むむ、無性にイタ電したくてたまらない。二時頃イタ電したくてたまらない。もう今からでもいいから、意味のない電話したい。
でも、ここでイタ電してしまえば、きっとなぁなぁになる。いつもなら別に良いけど、何となく今回は嫌なので、かっちゃんが土下座しながらシュークリームを献上してこない限りは許さない所存なのだ。ケーキつけたら、殴るのもチャラにしていい。ホールのみだけど。
て言うか、その分寝てるのに体調悪いとはこれいかに。
くそぅ、くそかっちゃんめ。
昨日やったガチャが爆死したのも、昨日母様に朝から晩までお買い物付き合わされたのも、昨日のお昼に母様に奢って貰ったハンバーガーに抜いた筈のピクルスが入ってたのも、お気に入りのCD踏み割ったのも、包帯先生に叱られたのも、着ようと思ってた服に虫食いがあったのも、皆かっちゃんのせいだ。
「はぁ」
とは思っても、そうやって文句の言える奴は側にいない。それが、少しだけ寂しい・・・かも知れない。いや、やっぱり、そんな事ないな。せいせいする。いちいち怒鳴るから耳が痛いもんね。うんうん。
・・・はぁ。
思えば、こうしてかっちゃんと険悪になったのは中学に入りたての頃以来だったな。
あの時は確か・・・ああ、落ちてるエロ本をかっちゃんの机に差し込んでおいた時か。あれは流石に私が謝ったっけ。
いや、その日の内に手荷物検査あるとは思わないじゃない?ねぇ?
「行くとこあるって言ってたけど、今頃何処にいんだろ・・・」
流れる景色を見ながら、何となくそう思った。
待ち合わせの駅につくと、普段着の轟がいた。
肩掛けのバックと腕時計以外の装飾はなく、薄手の黒の上着、白のシャツとジーパンでシンプルにまとめた感じだ。らしいっちゃ、らしい。

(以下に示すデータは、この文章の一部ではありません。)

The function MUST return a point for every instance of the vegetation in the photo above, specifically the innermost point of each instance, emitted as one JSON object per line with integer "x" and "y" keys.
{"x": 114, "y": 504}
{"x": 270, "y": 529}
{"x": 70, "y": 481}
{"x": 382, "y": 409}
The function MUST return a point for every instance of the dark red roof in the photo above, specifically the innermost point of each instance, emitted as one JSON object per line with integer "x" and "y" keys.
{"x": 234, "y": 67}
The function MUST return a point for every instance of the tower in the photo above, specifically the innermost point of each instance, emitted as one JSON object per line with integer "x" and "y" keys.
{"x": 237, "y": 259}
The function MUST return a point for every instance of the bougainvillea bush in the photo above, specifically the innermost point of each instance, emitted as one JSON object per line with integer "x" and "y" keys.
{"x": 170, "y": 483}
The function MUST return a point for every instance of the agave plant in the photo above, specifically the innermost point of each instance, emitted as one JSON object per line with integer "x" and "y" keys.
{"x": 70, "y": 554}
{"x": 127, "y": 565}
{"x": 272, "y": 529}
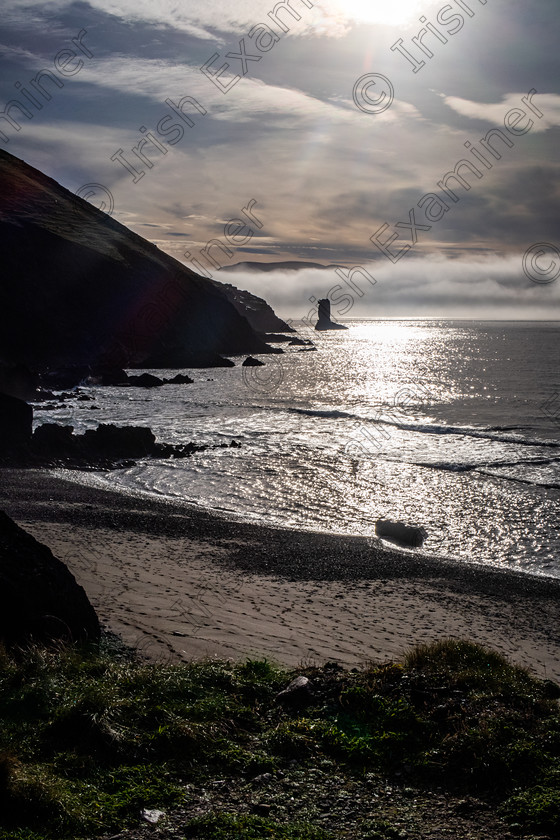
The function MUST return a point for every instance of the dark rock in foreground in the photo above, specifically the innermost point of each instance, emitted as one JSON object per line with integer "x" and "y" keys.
{"x": 16, "y": 422}
{"x": 18, "y": 381}
{"x": 39, "y": 597}
{"x": 145, "y": 380}
{"x": 407, "y": 535}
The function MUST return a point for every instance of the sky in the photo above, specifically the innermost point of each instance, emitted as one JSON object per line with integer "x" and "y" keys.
{"x": 416, "y": 144}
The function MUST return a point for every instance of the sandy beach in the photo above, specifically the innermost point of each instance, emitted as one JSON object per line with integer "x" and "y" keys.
{"x": 181, "y": 584}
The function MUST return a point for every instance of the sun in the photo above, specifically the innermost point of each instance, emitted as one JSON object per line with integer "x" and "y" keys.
{"x": 388, "y": 12}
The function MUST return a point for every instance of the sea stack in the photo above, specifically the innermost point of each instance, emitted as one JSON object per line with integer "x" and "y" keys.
{"x": 324, "y": 313}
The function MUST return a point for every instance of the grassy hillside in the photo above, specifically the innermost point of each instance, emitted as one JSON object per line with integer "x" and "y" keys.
{"x": 453, "y": 738}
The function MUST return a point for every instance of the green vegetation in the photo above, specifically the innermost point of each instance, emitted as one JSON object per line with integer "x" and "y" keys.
{"x": 90, "y": 738}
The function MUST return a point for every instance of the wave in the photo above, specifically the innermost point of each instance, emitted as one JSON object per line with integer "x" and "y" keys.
{"x": 489, "y": 433}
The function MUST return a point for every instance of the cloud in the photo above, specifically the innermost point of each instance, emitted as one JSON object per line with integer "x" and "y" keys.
{"x": 547, "y": 104}
{"x": 484, "y": 287}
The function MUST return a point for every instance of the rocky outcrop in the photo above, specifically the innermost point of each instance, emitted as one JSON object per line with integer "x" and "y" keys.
{"x": 260, "y": 315}
{"x": 324, "y": 315}
{"x": 18, "y": 381}
{"x": 39, "y": 597}
{"x": 78, "y": 288}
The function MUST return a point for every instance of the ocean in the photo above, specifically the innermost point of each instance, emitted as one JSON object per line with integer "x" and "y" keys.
{"x": 449, "y": 425}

手を上げて挨拶すれば、「おう」といつもながらやる気のない返事が返ってきた。
「遅れるかと思ったけど、大丈夫だったな」
「ぬぅなにぃ?私が寝坊するとでも?」
「いや。普通に迷うと思った。初めて来る場所だろうしな」
まぁ、それは分かる。
スマホのナビ様がいなかったら、迷ってる自信はある。
「それにしても、普段そういうの着るんだな?」
そう言われて私は自分の姿を見直した。
今日はよそ様と会うのでちょっとお洒落にしている。
とは言ってもそんなに沢山服持ってるわけではないので、タンスの底で眠ってた白のワンピに、タンスの住人と化していたデニムシャツを合わせた適当コーデだけど。・・・バッグなんか、お気にってだけでにゃんこ柄のリュックしてる始末。コーデも糞もないよね。
ま、それでも可愛く仕上がっちゃう訳だけども!
「可愛かろう?」
「・・・ああ。イメージと違うけどな」
おお?素直に褒めたのは得点高いぞ、天然王子。
しかし、イメージとな?
「私のイメージってどんな?」
「パーカーとか着てそうだと、思ってな」
「うん、まぁ、着てるけど」
つい昨日母様と買い物中、にゃんこポンチョ買った所で、にゃんこパーカー買ったばっかりだし。
私のにゃんこグッズがいま熱いんだよね。
いい店見つけたぜぇ。後でかっちゃんを連れていかねば━━━後で。
轟と適当にお喋りしながら歩いて、バスに乗って暫く。
轟母の入院してる病院についた。
大きめの病院で外装は小綺麗。
なんかお高い臭いがする。
轟母が入ってる病棟はやっぱり少し特別みたいで、色々と手続きが多かった。殆んど轟にやって貰ったので大変ではなかったけど。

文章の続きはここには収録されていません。